Soy de los que piensan que la Educación tendría que prepararnos para la vida, liberada del funesto apellido “laboral”. Lo aprendido a lo largo de la etapa formativa debería servirnos para siempre, profesiones (y pretensiones) al margen. En la presente época, con casi toda la información al alcance de un clic, memorizar el qué, cuándo y dónde resulta cada vez más prescindible. En cambio, dilucidar el cómo y el porqué de todo se ha vuelto más necesario que nunca. Ese sería un enfoque sencillo y práctico a la hora de emprender cualquier reforma educativa. Uno de tantos.

Pero seamos francos: nada va a cambiar. No les interesa a los que mandan. Su prioridad es maquillar unas estadísticas vergonzantes. Hacer creer a Europa y al mundo que no somos lo que somos. Verter tanta gasesosa en el vino hasta que pierda gusto y color, manteniendo, eso sí, la botella y el precio originales. Cuando finalmente lo logre, el partido en el poder impondrá la Religión Católica o la Educación para la Ciudadanía y recortará o ampliará competencias a las consejerías de Educación de cada comunidad autónoma. Hasta que dentro de cuatro años, el nuevo Gobierno decida deshacer todo lo que hizo el anterior. Y así sucesivamente.

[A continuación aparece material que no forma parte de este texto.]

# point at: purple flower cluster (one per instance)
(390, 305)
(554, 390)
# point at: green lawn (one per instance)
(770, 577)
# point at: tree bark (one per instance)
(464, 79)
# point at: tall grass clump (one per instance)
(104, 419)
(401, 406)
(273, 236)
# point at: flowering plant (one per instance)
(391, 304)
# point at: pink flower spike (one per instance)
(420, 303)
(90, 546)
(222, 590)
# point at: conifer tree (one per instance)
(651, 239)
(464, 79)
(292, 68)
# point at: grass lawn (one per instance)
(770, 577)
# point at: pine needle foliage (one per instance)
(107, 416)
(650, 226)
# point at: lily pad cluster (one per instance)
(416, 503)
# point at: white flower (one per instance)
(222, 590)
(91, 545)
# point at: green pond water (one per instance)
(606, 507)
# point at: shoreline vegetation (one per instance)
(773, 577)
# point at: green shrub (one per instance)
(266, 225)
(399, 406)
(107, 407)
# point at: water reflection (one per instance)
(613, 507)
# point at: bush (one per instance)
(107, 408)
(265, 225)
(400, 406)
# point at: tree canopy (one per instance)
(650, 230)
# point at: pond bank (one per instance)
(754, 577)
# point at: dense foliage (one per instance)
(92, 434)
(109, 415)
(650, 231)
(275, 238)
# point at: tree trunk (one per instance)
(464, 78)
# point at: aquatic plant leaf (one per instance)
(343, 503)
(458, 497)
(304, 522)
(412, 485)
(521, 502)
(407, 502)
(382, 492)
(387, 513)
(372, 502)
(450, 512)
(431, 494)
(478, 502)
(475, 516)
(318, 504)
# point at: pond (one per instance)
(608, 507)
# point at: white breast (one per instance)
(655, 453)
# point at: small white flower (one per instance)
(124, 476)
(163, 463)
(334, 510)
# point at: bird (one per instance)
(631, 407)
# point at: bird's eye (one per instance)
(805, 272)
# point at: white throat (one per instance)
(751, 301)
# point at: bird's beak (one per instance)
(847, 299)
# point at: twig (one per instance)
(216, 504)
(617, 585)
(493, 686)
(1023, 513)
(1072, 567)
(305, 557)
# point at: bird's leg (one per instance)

Poco a poco, se irá levantando un escenario en el que, según Jesús Nieto Jurado, “veremos en Sant Jordi a tetonas y cocineros y magufos vendiendo libros. Y será el final, con el crujir de dientes y las trompetillas de Jericó”. Algunos, los más afortunados, buscarán consuelo entre sus semejantes y podrán rememorar tiempos pretéritos. La mayoría ni siquiera tendremos a quién llorar. Ni palabras para expresarnos.